MENTONE – Utilities Superintendent Josh Shepherd told the Mentone Town Council Wednesday he is working on mapping Mentone’s cemetery.
Shepherd said he has been working with Kosciusko County GIS Director Bill Holder to get maps made with all the plots where veterans are buried, marked with their names written out. Shepherd said he believes once the maps are done, there will a map for the old part of the cemetery and one for the new part.
He said it should help the Boy Scouts identify who veterans are in the cemetery when they’re laying out flags.
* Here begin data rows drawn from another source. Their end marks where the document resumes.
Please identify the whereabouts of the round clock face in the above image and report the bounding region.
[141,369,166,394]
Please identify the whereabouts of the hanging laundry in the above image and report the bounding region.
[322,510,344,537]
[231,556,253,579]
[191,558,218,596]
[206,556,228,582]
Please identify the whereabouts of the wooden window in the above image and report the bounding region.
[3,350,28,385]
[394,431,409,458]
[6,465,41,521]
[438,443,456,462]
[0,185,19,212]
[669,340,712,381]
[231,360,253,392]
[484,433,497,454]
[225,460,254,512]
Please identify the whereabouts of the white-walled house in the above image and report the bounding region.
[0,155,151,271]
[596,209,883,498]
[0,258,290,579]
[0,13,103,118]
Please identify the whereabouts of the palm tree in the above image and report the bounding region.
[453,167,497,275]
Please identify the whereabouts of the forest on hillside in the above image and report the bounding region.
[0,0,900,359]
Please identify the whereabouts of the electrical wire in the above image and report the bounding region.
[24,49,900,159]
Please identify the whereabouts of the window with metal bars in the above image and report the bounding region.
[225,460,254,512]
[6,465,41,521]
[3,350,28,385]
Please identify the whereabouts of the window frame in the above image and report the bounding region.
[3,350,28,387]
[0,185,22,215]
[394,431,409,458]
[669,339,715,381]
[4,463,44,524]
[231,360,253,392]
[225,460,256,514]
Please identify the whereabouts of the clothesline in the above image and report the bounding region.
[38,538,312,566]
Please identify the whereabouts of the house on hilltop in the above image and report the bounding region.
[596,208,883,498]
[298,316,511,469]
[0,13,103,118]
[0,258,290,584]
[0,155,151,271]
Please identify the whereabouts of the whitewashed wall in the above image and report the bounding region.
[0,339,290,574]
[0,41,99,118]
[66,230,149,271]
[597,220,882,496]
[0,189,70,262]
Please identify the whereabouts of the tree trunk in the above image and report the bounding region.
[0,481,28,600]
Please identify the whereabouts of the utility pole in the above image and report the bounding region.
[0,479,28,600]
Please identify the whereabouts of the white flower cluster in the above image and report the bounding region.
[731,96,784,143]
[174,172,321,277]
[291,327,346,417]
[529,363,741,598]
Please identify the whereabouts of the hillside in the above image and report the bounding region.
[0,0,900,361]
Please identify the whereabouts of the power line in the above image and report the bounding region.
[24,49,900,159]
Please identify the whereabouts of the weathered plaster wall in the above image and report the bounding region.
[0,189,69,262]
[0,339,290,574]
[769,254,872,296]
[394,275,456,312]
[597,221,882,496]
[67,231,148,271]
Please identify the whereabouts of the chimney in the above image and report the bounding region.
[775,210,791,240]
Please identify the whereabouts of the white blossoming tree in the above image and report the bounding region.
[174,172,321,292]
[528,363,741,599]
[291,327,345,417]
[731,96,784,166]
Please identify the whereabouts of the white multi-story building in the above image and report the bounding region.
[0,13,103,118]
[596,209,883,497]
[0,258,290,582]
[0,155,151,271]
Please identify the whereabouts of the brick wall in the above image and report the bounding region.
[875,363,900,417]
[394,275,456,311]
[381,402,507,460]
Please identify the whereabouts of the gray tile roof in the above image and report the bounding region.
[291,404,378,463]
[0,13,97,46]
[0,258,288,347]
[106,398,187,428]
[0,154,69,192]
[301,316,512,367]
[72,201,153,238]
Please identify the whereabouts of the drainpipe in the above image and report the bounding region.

Councilman Tim Croy said the Boy Scouts sometimes have trouble identifying who is a veteran because there’s so many clubs now that have the same bronze symbol but different letters, so it’s easy to misidentify the symbol. Shepherd said the Scouts do their best.
Town Marshal Jim Eads asked how far back veterans go in the cemetery. Shepherd said they go back to the beginning of the cemetery in 1847.
In other business, the Council:
• Tabled a decision to approve the town’s comprehensive plan so the Council can review Mentone’s plan.
The countywide comprehensive plan was approved by the Kosciusko County Commissioners in May.
• Heard from Shepherd the town should have the materials for the water well communicator by the end of next week. Once the materials are received, Shepherd should be able to schedule for the communicator to be fixed.
During June’s meeting, the Council approved a bid for $55,012 from Peerless Midwest for the communicator.
• Discussed the sign at the park. Shepherd asked if he needed to do anything about changing the sign at the park.
Council President Jill Gross said he didn’t at the moment. At June’s meeting, the Council discussed an ordinance where people can’t be in the cemetery and park after hours.
Gross said town attorney Andrew Grossnickle was working on the ordinance and didn’t have it ready for the Council Wednesday.
• Learned deputy marshal Jacob Bill will be doing interdiction training in Kendallville. Bill will also be part of the Kosciusko County DUI Taskforce, said Eads. He will work between eight and 24 hours a month with the taskforce.